Healthy Happy Intimate Adult Relationship, Uncategorized

Healthy Happy Intimate HHIA Relationships 60

Maintaining the Vibe

Caring

Caring: having a liking, or fondness; feeling trouble or anxiety; having an inclination; feeling interest or concern

Paraphrased from Merriam Webster

This is Sean back again! We are here discovering are communication possibilities while seeking company, devotion,and tenderness in HHIA relationships.   

In other words, we are imagining who we can be and what we can share with each other in our quest for love and understanding.

Truthfully, we care about a lot of people. We care about our friends, family, coworkers, “love” interests and ourselves and not necessarily in this order. ?

Photo by  Christopher Risch on Scopio

Different Levels

You can’t have it all, all at once. Who – man or woman – has it all, all at once? Over my lifespan, I think I have had it all. But in different periods of time, things were rough. And if you have a caring life partner, you help the other person when that person needs it.

Ruth Bader Ginsburg

Caring encompasses four different levels of experience and existence:

  • Physical – We care about physical safety, nourishment and comfort.
  • Mental – We care about thoughts ideas, and communication.
  • Emotional – We care about the feelings, intuition and nurturing of ourselves and others.
  • Spiritual – We care about our spirits, souls, creativity and/or inner peace.  

Quite frankly, our current relationship reality is less significant than our desire for connection and courtesy.

In other words, our caring for one another is real, genuine and significant. Caring affects how we feel, experience and react to each other. Simultaneously, we are able to improve our relationships through communication.  

On the one hand, acknowledgment of our caring can help us to better understand our own feeling and reactions. On the other hand, this only helps us and not our friends, family or significant others.

Photo by Марина Ефанова on Scopio

A simple turn of a phrase can seem insignificant, cheesy, or simply over-simplified. At the same time, they can still be true, for example:

“Sharing is Caring!”

In this vein we can talk about sharing being a fundamental aspect of caring as well as the notion that caring is sharing, as well.   
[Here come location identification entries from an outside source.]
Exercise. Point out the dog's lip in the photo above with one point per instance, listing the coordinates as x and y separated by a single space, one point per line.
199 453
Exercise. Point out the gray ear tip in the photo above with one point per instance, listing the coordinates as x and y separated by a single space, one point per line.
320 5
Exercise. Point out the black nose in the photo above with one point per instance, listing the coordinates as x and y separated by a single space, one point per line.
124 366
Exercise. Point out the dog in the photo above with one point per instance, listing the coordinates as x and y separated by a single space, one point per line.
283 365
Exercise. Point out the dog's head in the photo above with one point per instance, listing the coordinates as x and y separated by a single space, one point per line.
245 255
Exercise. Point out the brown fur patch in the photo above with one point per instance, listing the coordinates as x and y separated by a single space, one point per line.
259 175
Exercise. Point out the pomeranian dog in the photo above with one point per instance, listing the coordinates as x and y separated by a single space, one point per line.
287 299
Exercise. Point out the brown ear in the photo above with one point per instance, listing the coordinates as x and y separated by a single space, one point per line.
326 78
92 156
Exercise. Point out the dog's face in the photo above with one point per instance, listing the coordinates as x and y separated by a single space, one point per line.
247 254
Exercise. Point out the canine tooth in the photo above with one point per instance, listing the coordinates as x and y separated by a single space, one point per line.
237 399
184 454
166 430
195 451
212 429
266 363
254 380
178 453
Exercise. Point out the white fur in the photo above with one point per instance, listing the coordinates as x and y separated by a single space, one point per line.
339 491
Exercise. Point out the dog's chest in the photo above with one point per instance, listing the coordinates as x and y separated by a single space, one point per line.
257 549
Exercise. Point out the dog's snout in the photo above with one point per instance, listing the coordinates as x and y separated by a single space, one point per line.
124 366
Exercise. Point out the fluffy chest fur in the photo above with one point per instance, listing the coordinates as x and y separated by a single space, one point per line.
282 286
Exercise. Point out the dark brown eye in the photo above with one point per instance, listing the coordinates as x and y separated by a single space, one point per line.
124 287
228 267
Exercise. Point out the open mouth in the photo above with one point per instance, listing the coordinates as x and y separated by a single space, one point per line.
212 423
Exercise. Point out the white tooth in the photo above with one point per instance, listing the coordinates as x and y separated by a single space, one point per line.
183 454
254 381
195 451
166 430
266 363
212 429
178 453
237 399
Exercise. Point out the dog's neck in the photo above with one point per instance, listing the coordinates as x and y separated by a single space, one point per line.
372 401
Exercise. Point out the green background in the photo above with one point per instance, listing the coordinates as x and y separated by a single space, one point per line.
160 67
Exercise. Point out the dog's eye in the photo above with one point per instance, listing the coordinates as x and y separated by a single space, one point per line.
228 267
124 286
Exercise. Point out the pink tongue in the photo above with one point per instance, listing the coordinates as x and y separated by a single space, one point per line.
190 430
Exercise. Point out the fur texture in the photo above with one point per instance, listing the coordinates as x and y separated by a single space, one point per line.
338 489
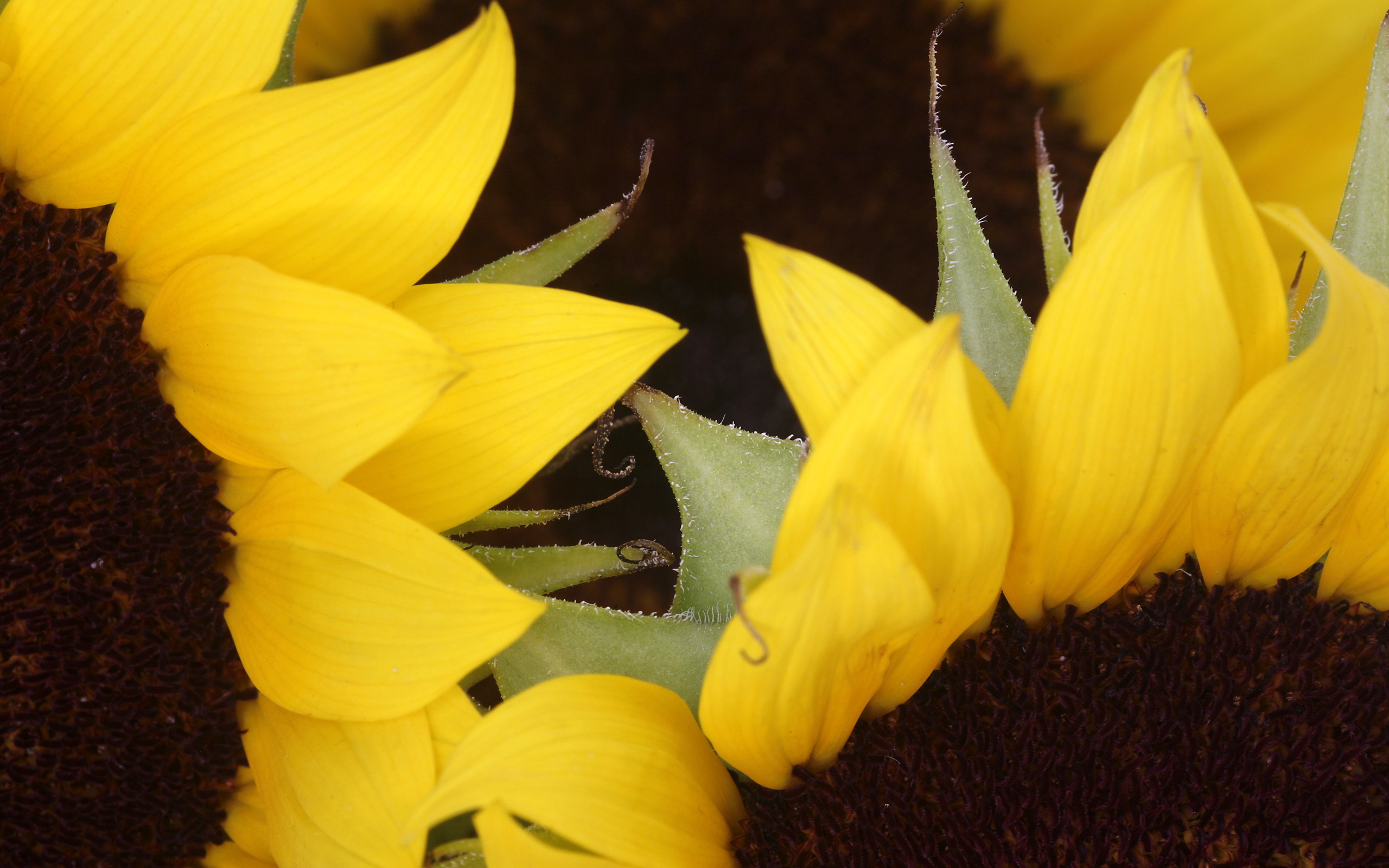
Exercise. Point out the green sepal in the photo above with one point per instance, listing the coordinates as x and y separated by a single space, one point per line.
504 520
574 638
545 569
1363 222
546 261
1056 247
995 331
731 488
284 75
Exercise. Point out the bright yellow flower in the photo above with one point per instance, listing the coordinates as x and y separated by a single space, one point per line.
894 541
87 87
1284 82
338 36
276 239
1156 414
614 773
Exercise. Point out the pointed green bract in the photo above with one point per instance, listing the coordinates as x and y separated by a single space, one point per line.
1363 222
544 263
574 638
731 487
545 569
1056 247
284 75
993 328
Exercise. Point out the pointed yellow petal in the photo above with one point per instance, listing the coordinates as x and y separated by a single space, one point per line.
1132 367
452 717
360 182
1253 58
507 845
246 819
1169 128
93 82
546 363
1270 492
271 371
613 764
907 442
338 794
834 621
825 328
343 609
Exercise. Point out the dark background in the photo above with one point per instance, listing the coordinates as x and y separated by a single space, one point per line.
805 122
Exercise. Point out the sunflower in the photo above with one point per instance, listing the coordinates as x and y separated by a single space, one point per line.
1156 420
273 239
601 770
1157 452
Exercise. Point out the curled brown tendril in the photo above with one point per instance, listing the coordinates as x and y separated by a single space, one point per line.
653 554
735 585
603 430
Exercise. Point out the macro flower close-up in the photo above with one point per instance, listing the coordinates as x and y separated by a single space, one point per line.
1078 560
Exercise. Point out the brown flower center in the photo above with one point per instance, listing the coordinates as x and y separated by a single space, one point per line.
117 673
1185 728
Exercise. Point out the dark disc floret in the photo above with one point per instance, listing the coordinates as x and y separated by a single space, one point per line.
117 674
1187 727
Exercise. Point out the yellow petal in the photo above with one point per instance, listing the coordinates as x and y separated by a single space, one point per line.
834 623
271 371
343 609
1167 128
1270 492
507 845
613 764
546 363
1302 153
1131 370
237 484
825 328
338 794
246 819
338 36
1254 59
907 442
452 717
228 854
93 84
360 182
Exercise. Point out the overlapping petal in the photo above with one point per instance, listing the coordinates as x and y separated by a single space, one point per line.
1166 128
611 764
909 442
360 182
338 794
343 609
1132 367
271 371
830 628
545 365
825 328
1271 492
1358 567
92 82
I believe in the power of ideas. I believe in the power of sharing knowledge.

Ory Okolloh

And how exactly do we share our caring? Here are a few possibilities:

  • A Kiss
  • Touching
  • A Hug
  • Offering Help or Support
  • Sharing
  • Taking Time
  • Making Space
  • Having a Conversation
  • Giving a Compliment
  • Saying Hello
  • Listening
  • Holding on
  • Letting go
  • Paying Attention… and responding in kind.

Sharing our “caring” includes paying attention to our friends, family and significant others and responding in a supportive and beneficial manner.
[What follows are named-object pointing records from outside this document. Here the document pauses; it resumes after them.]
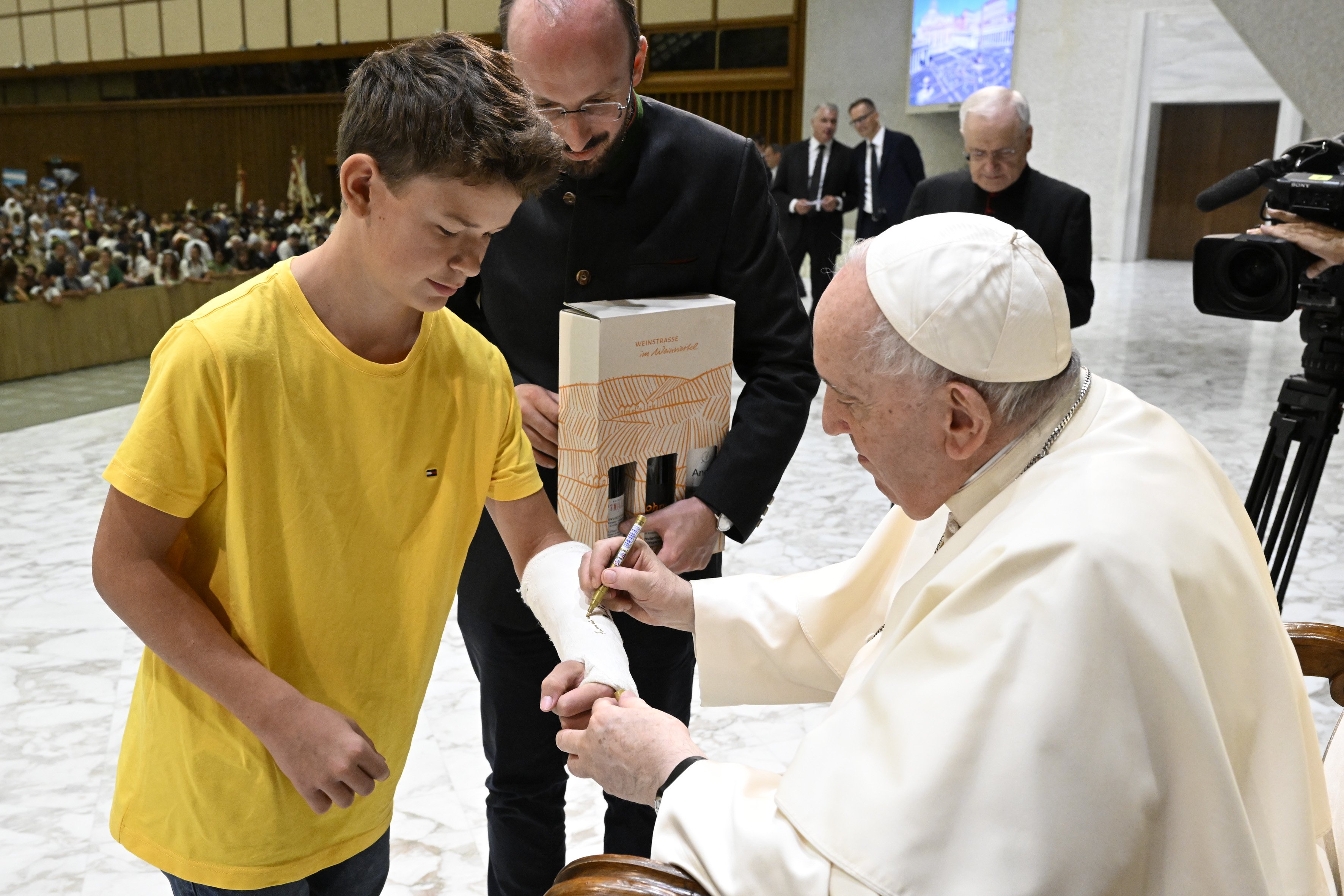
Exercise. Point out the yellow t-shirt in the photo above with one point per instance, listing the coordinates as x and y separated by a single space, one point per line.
330 503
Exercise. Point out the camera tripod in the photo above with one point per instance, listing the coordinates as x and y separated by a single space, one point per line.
1308 413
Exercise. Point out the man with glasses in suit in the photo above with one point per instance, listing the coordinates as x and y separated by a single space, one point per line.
883 171
652 202
997 128
811 191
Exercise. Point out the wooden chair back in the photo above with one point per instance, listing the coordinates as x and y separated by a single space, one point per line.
623 876
1320 651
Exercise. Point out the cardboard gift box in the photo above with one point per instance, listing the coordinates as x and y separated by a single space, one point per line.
646 391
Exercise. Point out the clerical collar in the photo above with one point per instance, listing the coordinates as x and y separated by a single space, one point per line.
1019 454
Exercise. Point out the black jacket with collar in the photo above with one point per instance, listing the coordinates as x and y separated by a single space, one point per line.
792 183
900 170
1054 214
685 209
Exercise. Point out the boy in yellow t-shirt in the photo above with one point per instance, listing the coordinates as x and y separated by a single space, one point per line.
291 509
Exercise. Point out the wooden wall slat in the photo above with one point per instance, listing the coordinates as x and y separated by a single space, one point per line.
159 155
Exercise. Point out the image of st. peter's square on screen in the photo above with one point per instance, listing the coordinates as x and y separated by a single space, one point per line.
957 47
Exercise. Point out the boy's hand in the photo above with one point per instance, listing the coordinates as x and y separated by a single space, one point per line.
564 694
541 421
326 755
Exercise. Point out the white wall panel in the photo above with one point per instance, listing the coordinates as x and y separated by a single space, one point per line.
72 37
755 9
222 23
11 52
105 34
473 17
182 27
39 46
413 18
662 11
265 25
312 22
143 30
363 20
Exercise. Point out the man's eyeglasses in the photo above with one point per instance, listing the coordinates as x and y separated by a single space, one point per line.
998 155
594 112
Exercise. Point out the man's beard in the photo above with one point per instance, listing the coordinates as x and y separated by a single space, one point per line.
600 163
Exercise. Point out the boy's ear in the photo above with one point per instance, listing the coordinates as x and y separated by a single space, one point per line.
357 179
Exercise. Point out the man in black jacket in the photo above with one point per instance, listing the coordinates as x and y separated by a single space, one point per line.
997 128
655 202
883 171
810 187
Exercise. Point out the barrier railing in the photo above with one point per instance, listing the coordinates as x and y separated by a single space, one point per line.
118 325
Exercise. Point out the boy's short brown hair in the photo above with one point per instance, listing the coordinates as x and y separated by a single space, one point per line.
448 107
Photo by Kenji Tanimura on Scopio

Ourselves & Others

This does not mean ignoring our desires or interests. Frankly, caring encourages us to communicate and reveal ourselves to one another deepening and strengthening our connections.    

Caring starts with ourselves and our desires and interests. In relationship caring is chiefly focused on our partners and significant others. When we care we want the best for them. At the same time, we also want the best for ourselves. Sharing helps us to find and or discover the best for both of us.

That’s all for now!

This is Sean. Care & Share a little more this week (with yourself and with those who are important to you) this week and see what happens.